Недопитый бокал, оставленный на столе и сбитый торопливым жестом, полетел на пол, оставляя на потертом ковре осколки и кровавые следы от вина.
— О, синьор Джакомо, Ваш горб весит как все мои прегрешения, клянусь Святой Анной, — пыхтел Пепе, помогая хозяину раздеваться.

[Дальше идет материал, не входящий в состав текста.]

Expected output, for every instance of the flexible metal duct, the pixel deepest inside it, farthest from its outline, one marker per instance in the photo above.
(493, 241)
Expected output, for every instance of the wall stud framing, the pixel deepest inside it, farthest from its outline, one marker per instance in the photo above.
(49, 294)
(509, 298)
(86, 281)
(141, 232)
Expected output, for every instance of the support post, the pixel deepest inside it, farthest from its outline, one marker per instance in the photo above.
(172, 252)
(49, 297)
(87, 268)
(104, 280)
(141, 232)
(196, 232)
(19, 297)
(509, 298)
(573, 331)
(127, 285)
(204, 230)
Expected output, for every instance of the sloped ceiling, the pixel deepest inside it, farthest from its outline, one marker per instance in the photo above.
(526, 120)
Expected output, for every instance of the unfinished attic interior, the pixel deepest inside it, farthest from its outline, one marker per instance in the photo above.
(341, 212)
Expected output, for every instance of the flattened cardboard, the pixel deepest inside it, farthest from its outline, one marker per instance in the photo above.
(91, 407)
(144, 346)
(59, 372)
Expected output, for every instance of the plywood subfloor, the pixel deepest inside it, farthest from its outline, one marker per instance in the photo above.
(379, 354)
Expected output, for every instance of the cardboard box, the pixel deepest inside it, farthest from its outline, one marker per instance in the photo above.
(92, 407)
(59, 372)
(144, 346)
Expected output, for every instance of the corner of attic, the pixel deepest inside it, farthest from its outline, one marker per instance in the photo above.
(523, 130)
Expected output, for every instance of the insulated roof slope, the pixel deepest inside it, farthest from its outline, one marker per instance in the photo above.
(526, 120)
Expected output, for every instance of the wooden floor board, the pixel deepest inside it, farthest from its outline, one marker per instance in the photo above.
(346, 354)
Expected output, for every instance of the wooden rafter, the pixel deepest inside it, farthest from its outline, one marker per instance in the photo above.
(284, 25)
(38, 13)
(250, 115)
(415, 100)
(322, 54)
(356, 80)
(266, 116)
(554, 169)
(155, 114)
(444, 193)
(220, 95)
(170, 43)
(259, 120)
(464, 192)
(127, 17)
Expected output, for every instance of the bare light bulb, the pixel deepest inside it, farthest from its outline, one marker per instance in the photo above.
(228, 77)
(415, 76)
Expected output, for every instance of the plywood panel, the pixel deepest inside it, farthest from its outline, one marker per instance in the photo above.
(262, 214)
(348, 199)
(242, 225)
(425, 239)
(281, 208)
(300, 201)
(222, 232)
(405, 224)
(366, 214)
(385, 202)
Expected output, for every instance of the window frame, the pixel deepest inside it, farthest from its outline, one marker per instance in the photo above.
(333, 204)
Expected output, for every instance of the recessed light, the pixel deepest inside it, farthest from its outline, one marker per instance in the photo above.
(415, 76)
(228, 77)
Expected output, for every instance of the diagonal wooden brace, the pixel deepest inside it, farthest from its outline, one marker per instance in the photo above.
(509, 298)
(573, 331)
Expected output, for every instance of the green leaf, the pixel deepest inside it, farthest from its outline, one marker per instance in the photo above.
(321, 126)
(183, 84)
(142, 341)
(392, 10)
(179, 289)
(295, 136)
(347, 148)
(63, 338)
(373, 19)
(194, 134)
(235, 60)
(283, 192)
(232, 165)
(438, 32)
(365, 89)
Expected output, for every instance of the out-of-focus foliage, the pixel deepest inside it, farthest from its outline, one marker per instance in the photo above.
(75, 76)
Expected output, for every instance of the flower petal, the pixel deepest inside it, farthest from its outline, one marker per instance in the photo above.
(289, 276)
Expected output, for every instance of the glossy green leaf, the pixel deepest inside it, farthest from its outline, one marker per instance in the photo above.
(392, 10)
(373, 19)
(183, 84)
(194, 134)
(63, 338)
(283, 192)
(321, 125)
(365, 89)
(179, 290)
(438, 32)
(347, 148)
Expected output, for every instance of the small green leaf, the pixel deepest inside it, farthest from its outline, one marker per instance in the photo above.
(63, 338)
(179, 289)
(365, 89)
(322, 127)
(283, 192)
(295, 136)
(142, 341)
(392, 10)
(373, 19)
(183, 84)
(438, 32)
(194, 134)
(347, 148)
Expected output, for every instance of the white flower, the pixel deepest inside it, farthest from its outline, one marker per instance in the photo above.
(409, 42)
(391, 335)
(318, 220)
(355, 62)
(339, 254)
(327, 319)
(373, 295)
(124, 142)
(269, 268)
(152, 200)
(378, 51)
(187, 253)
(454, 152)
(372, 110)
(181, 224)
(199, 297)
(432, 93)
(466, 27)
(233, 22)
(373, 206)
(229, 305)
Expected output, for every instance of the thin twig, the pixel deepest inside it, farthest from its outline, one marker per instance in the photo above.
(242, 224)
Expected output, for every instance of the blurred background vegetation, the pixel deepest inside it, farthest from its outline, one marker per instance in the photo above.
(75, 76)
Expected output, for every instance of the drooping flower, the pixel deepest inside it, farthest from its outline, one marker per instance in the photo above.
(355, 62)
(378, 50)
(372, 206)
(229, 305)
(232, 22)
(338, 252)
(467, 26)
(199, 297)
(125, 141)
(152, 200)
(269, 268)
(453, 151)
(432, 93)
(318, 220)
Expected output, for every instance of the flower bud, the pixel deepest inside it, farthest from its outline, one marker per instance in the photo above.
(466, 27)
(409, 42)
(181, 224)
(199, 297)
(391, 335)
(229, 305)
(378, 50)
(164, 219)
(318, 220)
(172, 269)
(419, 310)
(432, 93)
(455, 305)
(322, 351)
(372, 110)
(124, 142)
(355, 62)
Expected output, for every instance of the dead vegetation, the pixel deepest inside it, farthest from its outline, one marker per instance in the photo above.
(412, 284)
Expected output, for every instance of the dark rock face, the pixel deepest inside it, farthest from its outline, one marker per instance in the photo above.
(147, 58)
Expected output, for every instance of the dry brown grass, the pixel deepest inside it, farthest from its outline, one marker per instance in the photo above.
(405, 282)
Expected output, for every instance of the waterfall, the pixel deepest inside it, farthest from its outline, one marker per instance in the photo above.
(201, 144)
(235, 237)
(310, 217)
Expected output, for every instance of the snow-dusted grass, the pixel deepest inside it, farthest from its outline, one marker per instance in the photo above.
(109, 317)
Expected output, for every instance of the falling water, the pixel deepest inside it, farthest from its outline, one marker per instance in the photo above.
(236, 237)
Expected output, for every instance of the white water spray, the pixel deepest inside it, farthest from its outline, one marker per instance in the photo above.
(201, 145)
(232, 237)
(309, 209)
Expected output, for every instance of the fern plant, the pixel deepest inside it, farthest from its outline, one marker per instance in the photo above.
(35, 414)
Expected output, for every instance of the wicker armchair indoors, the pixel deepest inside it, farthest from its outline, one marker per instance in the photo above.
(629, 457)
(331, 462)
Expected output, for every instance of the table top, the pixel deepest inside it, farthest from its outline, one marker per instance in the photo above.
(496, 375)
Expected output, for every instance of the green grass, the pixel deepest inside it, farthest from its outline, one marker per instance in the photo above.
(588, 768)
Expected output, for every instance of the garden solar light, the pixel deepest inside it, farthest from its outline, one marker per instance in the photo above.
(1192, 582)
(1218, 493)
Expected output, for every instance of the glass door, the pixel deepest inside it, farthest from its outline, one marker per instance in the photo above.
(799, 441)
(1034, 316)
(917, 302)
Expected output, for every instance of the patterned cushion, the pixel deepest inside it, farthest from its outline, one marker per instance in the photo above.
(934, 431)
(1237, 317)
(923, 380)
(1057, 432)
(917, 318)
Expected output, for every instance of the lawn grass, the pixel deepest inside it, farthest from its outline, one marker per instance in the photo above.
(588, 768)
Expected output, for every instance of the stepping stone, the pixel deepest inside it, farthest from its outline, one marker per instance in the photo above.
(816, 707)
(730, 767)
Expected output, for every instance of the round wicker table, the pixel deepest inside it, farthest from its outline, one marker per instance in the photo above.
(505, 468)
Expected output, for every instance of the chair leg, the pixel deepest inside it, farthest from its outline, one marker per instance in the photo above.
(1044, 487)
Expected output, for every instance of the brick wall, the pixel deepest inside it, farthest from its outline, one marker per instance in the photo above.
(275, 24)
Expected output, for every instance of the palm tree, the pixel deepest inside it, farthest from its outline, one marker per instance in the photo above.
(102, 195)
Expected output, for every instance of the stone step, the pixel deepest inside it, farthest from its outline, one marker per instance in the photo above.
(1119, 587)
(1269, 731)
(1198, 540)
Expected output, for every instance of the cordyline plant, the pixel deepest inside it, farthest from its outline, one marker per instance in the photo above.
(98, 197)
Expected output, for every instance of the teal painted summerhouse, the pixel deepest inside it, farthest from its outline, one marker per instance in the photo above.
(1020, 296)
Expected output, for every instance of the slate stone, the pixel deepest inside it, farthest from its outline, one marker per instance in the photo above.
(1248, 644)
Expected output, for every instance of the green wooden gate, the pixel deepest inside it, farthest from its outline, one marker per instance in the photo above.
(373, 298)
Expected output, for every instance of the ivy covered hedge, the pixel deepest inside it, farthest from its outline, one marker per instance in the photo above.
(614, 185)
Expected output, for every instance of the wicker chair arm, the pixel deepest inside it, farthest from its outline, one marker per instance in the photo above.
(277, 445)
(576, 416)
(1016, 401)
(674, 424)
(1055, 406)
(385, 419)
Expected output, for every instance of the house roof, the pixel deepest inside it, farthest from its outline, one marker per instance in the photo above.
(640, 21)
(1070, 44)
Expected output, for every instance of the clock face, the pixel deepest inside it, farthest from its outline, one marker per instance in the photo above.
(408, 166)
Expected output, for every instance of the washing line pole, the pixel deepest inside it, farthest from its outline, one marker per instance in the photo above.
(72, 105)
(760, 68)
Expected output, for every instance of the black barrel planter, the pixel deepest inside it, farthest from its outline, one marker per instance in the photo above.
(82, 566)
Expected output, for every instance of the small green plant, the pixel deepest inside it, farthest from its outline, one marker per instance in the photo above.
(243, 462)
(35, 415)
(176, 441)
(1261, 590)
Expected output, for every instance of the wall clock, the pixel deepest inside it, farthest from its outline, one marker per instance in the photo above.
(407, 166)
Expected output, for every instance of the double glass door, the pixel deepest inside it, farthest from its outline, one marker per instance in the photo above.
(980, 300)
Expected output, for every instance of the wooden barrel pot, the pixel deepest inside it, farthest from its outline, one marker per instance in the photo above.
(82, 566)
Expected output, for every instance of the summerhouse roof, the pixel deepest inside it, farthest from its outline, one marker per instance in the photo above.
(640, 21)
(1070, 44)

Избавившийся от уродства, помолодевший господин, сверкнув карими глазами, захохотал.
— А по сравнению с моими грехами, он — голубиное перышко!
Присев к зеркалу, снял накладной нос, оторвал мерзкую бородавку со лба, стянул седой парик. Расстегнув рубашку, самодовольно выпятил грудь и подмигнул своему отражению.
— Хорош, впрочем, как всегда.
— Как прошли очередные смотрины, синьор Джакомо? — почтительно поинтересовался слуга, причесывая растрепавшиеся волосы хозяина.
— Успешно, Пепе. Чувствую, исполнится заветная мечта отцов этого города, и проклятый церковью грешник смиренно скует себя узами брака.
Пепе испуганно перекрестился и плюнул три раза, прижав к губам зажатый кулак. Поймав в позеленевшей амальгаме отражение потешающегося над ним господина, насупился.
— Не торопись молиться за падшую душу, еще не время. Этой ночью мой гербарий пополнится двумя бутонами и одной благоухающей розой. Вдова Киприани и ее девственные дочери почтут за честь отужинать с шевалье де Сенгальтом. Мы в замешательстве, кого предпочесть на главное блюдо, а кого оставить на десерт?
Слуга вздохнул с явным облегчением.
— Брависсимо, мой господин. Но как Вам удалось совратить их в столь отвратительном образе, старого, горбатого ростовщика?
— Хитрость и обаяние, друг мой, вот две стороны одной медали. Безумная любовь к красоте и плоти губит и возрождает нас. А невинность грешит любопытством, что нам на руку. Пока добродетельная, мечтающая о рассрочке, вдова меняла в иголке нитку, а взволнованной и к тому же страдающей близорукостью бедняжке понадобилось на пустяковую манипуляцию изрядное время и полная телесная концентрация, я успел передать старшей сестрице записку с приглашением на устричный вечер, и не преминул прошептать несколько любезностей и шаловливых острот на ее изящное, словно ракушка-жемчужница, ушко. За что был сполна вознагражден. Смотри!
Холеная рука красавца скользнула в разрез блузы и выудила на свет ключ от тайного входа.
— Добро пожаловать в палаццо Понти!
— Святые апостолы! — завистливо присвистнул Пепе, — три лучших венецианских цветка за одну ночь.
— Не торопись, карнавал только начинается и весь благоухающий сад Царицы морей в нашем распоряжении. Приготовь новый плащ и маску с золотом, мы намерены ослеплять.
— Когда-нибудь, о Вас будут слагать легенды, синьор Джакомо.
— Людская память непростительно коротка, Пепе. Ради чего еще жить, как ни ради любви?